# b-17 vs ju-88 vs b-24



## fly boy (Feb 4, 2008)

wat do you think is the best wwII bomber of Europe?


----------



## DerAdlerIstGelandet (Feb 5, 2008)

This thread is not right. 

You can not compare the Ju 88 to the B-17 or the B-24. They are different kinds of bombers. 

You could compare the Lancaster to the B-17 and the B-24 but not the Ju 88.


----------



## Lucky13 (Feb 5, 2008)

Maybe should have tried something like Ju-88 vs B-26 vs B-25 or something? The '88 wouldn't do well against the heavy B-17 or B-24, since it's more a medium bomber and the other two are heavies...


----------



## fly boy (Feb 7, 2008)

ok i fix that


----------



## Evil_Merlin (Feb 7, 2008)

The Ju-88? Goodness me, that couldn't do half what the Heavies could do.

I would say maybe the Ju-88 vs. the B-25 or possibly the B-26 as Lucky stated.

You will find the Ju-88 and the B-25 matched up well against each other, with the Ju being a bit faster, and the B-25 having a bit more range and combat load. 

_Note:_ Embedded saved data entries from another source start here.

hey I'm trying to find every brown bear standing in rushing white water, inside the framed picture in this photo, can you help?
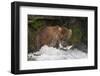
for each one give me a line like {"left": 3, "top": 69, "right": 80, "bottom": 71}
{"left": 35, "top": 25, "right": 72, "bottom": 50}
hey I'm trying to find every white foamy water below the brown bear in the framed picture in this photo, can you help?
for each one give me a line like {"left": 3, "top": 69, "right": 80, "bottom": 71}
{"left": 28, "top": 45, "right": 87, "bottom": 61}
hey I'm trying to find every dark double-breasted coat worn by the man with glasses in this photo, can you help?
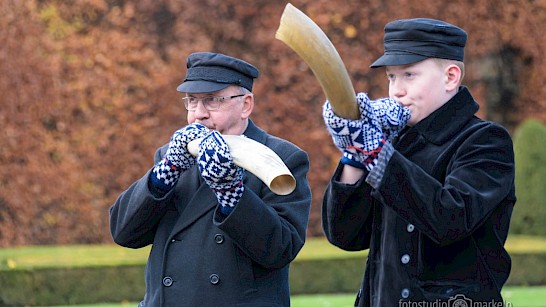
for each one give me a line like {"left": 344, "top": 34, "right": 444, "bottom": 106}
{"left": 110, "top": 122, "right": 311, "bottom": 307}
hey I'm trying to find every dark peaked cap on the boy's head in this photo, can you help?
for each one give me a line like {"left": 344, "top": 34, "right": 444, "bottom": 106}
{"left": 370, "top": 18, "right": 467, "bottom": 68}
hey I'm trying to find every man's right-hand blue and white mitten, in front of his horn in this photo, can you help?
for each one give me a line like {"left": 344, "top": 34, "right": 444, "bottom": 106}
{"left": 197, "top": 131, "right": 245, "bottom": 215}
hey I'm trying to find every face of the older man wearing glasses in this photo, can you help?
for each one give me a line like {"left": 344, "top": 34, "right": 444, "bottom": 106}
{"left": 187, "top": 86, "right": 250, "bottom": 135}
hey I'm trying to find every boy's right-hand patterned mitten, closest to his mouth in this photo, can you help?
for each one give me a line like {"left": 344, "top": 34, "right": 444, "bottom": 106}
{"left": 356, "top": 93, "right": 411, "bottom": 141}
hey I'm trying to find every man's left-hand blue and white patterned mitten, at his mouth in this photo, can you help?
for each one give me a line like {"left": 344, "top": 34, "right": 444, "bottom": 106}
{"left": 150, "top": 124, "right": 210, "bottom": 192}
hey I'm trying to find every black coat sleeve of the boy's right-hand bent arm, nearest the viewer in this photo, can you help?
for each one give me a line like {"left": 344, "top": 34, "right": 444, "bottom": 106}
{"left": 372, "top": 123, "right": 515, "bottom": 245}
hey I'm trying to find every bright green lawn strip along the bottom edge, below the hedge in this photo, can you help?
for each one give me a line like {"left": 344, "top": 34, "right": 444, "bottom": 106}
{"left": 46, "top": 286, "right": 546, "bottom": 307}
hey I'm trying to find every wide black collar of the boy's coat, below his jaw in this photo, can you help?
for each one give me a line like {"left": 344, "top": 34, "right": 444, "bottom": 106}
{"left": 408, "top": 86, "right": 479, "bottom": 145}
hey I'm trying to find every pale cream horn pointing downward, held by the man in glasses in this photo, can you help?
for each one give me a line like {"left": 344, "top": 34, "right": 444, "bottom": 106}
{"left": 188, "top": 135, "right": 296, "bottom": 195}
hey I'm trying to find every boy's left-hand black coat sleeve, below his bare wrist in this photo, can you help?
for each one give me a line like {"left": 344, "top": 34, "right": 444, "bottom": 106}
{"left": 322, "top": 163, "right": 374, "bottom": 251}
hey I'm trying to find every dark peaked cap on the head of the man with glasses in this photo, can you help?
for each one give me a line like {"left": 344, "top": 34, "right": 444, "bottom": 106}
{"left": 176, "top": 52, "right": 260, "bottom": 93}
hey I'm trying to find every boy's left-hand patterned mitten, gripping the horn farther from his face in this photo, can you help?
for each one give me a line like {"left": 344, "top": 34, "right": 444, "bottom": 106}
{"left": 322, "top": 99, "right": 386, "bottom": 171}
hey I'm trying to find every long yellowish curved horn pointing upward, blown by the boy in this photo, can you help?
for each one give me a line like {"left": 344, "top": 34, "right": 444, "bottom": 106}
{"left": 275, "top": 3, "right": 360, "bottom": 119}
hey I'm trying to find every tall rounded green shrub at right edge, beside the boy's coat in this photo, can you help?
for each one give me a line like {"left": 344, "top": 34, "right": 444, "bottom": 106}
{"left": 510, "top": 120, "right": 546, "bottom": 235}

Of course the both American planes had better armour and defensive weapons, and what most considered better engines (especially if the Ju-88 was using the older 801's versus the Jumo 213's).


----------



## fly boy (Feb 8, 2008)

ok umm it is lanc vs b-17 vs b-24


----------



## DerAdlerIstGelandet (Feb 8, 2008)

I am closing this thread. There are allready eneogh bomber threads to compare teh Lanc, B-17 and B-24.


----------